Bad Hair Day Lesson Plan

Instructor: Kristen Goode

Kristen has been an educator for 25+ years - as a classroom teacher, a school administrator, and a university instructor. She holds a doctorate in Education Leadership.

How do you make the best of a bad hair day? In this lesson plan, students will read the book, ~'Bad Hair Day~' by Susan Hood and complete an activity imagining their own bad hair day.

Learning Objectives

By the conclusion of this lesson, students will:

  • Discuss rhyming words in the book ''Bad Hair Day''
  • Create an original book about a bad hair day


45-60 minutes

Curriculum Standards


Ask and answer questions about key details in a text.


Retell stories, including key details, and demonstrate understanding of their central message or lesson.


Use illustrations and details in a story to describe its characters, setting, or events.


  • Copy of the book, ''Bad Hair Day'' by Susan Hood
  • Several sheets of white construction paper
  • Markers and/or colored pencils
  • Stapler (or other means of putting pages together to make a book)
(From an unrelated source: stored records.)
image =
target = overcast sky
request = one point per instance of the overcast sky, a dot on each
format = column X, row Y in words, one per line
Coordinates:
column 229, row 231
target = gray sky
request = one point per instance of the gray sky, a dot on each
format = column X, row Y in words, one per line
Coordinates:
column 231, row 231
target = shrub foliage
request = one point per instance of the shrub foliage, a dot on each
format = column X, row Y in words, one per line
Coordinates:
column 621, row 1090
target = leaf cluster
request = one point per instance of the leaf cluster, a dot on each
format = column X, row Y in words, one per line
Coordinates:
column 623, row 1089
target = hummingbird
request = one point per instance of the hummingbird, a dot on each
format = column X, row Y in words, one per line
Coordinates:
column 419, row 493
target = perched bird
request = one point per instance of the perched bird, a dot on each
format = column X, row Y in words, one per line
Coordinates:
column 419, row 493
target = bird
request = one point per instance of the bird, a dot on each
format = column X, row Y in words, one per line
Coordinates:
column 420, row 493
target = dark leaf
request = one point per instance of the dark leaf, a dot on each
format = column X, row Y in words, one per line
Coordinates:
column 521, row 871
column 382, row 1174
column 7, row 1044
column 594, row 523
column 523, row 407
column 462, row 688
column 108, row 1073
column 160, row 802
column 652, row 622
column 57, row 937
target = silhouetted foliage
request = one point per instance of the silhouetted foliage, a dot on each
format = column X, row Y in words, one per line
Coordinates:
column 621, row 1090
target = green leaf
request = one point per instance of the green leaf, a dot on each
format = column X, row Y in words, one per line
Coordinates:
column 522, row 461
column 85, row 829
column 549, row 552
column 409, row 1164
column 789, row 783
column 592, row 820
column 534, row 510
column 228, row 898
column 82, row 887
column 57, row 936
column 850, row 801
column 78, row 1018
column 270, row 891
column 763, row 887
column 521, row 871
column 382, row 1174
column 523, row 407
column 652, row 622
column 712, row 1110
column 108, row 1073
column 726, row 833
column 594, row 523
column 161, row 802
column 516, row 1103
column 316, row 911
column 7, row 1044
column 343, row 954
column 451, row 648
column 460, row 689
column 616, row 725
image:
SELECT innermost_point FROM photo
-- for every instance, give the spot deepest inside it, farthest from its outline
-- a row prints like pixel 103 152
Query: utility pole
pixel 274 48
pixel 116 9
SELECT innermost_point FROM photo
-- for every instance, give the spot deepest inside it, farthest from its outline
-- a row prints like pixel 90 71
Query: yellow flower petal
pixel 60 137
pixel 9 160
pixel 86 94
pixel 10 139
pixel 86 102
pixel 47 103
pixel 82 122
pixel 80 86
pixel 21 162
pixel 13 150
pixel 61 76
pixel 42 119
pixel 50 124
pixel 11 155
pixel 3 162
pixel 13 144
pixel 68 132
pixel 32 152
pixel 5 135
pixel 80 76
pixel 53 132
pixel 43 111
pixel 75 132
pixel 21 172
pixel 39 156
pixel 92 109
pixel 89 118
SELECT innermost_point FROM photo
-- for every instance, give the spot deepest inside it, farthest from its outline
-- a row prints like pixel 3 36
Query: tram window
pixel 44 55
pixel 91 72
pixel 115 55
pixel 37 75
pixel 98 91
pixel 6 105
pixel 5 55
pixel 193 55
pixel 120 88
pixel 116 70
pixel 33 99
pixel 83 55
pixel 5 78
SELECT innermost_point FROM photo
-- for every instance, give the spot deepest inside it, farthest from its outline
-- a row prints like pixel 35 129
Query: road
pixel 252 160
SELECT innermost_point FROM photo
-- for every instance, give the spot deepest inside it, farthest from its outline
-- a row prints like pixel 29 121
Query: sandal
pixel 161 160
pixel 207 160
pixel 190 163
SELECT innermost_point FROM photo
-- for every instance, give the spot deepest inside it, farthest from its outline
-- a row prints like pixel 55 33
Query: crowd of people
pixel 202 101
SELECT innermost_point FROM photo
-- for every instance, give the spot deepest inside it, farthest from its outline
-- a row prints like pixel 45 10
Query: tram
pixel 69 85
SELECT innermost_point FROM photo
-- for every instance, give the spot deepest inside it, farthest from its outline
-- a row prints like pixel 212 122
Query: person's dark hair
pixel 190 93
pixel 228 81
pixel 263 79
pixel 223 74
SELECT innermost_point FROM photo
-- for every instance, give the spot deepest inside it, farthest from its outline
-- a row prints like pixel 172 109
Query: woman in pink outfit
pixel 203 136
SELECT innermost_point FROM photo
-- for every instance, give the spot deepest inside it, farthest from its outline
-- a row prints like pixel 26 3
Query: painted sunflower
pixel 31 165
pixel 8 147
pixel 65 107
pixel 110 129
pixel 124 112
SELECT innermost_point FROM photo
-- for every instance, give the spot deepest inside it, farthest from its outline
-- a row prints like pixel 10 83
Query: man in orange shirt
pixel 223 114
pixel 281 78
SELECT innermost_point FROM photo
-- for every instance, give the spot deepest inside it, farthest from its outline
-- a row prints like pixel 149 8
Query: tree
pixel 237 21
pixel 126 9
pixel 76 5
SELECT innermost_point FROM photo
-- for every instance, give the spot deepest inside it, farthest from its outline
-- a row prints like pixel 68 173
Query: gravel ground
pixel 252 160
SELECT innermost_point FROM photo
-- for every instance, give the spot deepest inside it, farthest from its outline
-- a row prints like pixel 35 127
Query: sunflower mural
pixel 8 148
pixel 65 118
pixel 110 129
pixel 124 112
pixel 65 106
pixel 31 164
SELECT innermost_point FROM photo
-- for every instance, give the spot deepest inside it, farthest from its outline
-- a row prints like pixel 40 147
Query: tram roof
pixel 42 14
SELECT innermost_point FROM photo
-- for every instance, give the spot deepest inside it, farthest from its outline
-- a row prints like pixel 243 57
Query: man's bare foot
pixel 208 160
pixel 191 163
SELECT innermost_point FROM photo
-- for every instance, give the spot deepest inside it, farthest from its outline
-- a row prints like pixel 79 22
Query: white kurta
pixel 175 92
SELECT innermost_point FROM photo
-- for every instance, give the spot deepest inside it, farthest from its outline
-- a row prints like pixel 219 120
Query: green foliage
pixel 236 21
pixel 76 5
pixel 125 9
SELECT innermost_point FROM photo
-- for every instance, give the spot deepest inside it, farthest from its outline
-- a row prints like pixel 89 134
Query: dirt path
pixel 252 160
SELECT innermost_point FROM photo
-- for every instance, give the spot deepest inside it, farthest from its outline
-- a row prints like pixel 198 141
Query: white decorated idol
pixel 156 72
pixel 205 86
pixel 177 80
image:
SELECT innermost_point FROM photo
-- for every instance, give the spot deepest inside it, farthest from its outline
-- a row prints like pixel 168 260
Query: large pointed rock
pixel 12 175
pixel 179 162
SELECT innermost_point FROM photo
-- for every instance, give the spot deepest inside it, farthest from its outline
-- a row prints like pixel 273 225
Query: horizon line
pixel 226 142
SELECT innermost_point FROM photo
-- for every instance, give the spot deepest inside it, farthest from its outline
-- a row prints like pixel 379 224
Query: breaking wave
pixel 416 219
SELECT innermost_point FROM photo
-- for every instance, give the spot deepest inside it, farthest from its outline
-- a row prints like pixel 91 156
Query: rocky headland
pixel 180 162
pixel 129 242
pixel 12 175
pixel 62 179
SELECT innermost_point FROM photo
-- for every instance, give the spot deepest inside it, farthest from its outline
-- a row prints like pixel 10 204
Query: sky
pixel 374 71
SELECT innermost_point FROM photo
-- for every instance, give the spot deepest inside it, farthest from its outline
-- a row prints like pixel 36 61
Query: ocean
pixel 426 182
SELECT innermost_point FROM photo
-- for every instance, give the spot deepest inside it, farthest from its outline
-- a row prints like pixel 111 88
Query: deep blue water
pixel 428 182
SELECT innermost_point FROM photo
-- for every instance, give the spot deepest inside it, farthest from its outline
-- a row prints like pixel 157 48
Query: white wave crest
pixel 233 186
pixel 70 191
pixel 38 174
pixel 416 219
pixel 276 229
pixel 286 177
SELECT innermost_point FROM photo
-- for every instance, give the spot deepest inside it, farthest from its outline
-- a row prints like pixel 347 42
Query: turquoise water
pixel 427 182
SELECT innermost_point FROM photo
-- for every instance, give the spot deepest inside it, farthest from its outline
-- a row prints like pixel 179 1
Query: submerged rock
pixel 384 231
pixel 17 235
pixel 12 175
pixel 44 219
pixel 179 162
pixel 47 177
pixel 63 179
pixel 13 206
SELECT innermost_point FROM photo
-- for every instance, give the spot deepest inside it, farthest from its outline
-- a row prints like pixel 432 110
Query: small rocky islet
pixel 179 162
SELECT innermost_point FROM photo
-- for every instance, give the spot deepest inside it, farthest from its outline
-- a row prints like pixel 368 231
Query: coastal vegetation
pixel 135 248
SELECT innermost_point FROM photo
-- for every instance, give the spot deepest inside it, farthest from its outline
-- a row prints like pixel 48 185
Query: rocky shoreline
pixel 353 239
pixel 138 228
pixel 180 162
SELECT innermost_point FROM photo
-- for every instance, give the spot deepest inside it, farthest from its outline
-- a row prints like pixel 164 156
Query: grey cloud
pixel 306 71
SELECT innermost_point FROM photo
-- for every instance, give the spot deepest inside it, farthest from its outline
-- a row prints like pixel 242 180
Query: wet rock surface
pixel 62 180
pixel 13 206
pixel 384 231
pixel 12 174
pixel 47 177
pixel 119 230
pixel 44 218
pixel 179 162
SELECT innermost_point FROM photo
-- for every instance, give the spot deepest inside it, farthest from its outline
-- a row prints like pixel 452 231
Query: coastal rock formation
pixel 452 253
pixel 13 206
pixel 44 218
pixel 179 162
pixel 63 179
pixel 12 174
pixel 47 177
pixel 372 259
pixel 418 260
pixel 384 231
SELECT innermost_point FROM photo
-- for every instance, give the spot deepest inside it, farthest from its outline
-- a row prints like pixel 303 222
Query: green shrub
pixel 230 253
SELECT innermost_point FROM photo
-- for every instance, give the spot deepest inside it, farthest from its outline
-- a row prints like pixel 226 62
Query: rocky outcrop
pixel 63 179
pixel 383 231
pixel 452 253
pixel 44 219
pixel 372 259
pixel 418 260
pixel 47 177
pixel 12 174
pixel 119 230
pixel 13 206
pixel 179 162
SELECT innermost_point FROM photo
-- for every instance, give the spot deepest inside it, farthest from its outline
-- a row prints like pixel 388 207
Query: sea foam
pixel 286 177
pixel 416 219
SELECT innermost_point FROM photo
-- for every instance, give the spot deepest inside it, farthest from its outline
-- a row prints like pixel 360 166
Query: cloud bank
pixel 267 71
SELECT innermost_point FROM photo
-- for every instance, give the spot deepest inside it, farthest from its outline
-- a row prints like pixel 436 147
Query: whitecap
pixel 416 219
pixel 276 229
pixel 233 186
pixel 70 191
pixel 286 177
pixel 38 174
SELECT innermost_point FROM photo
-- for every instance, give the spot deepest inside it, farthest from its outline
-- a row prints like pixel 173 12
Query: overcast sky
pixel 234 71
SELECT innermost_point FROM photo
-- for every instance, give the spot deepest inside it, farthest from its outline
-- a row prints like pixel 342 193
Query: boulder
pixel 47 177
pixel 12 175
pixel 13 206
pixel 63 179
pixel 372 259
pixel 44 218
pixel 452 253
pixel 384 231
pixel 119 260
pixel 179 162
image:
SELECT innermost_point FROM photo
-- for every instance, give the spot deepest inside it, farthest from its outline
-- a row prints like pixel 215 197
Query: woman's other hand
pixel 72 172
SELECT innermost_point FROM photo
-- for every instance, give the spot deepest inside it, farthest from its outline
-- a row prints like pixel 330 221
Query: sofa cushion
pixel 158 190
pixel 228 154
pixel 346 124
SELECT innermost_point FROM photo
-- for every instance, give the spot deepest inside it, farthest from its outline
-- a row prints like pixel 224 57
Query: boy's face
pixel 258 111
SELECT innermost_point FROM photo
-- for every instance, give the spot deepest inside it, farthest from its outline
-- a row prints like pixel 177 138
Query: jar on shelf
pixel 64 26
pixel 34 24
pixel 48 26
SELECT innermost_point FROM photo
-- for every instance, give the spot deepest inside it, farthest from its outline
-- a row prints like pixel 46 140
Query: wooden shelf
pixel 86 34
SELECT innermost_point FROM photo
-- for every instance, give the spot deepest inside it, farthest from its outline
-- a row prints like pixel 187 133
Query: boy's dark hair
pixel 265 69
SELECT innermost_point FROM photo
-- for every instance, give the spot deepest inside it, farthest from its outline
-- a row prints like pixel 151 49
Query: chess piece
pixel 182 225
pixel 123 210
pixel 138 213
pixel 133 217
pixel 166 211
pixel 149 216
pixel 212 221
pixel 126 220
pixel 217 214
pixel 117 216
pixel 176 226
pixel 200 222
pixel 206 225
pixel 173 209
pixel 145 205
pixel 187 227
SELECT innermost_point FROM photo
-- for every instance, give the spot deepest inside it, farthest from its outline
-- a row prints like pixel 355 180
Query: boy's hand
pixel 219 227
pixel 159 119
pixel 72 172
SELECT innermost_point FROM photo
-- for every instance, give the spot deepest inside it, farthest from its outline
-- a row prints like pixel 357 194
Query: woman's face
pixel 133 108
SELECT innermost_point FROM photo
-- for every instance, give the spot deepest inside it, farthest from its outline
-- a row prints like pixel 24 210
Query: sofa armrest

  • Begin by discussing with the class what it means to have a bad hair day.
    • Ask what a bad hair day is.
    • Allow students to share stories or experiences with the idea of a bad hair day.
  • Next, introduce the book.
    • Point out the title, author, and illustrator of the book,
    • Discuss the cover illustration and what it might have to do with the story inside.
    • Ask students to make predictions on what the book might be about.
  • Read the book aloud to the class.
  • After reading, discuss:
    • What happened that made the little girl want to wear a hat?
    • How did her mom decide to fix it?
    • Describe some of the funny hair styles she saw on the way.
    • What happened in the end? What made the little girl feel good about her hair again?
    • What would you have done if this had happened to you?
  • Now talk about the rhyming words in the book.
    • Go through and reread each page.
    • As you go, have students point out the rhyming words on each page.
  • Close the lesson by asking students to summarize and/or share their thoughts about the book.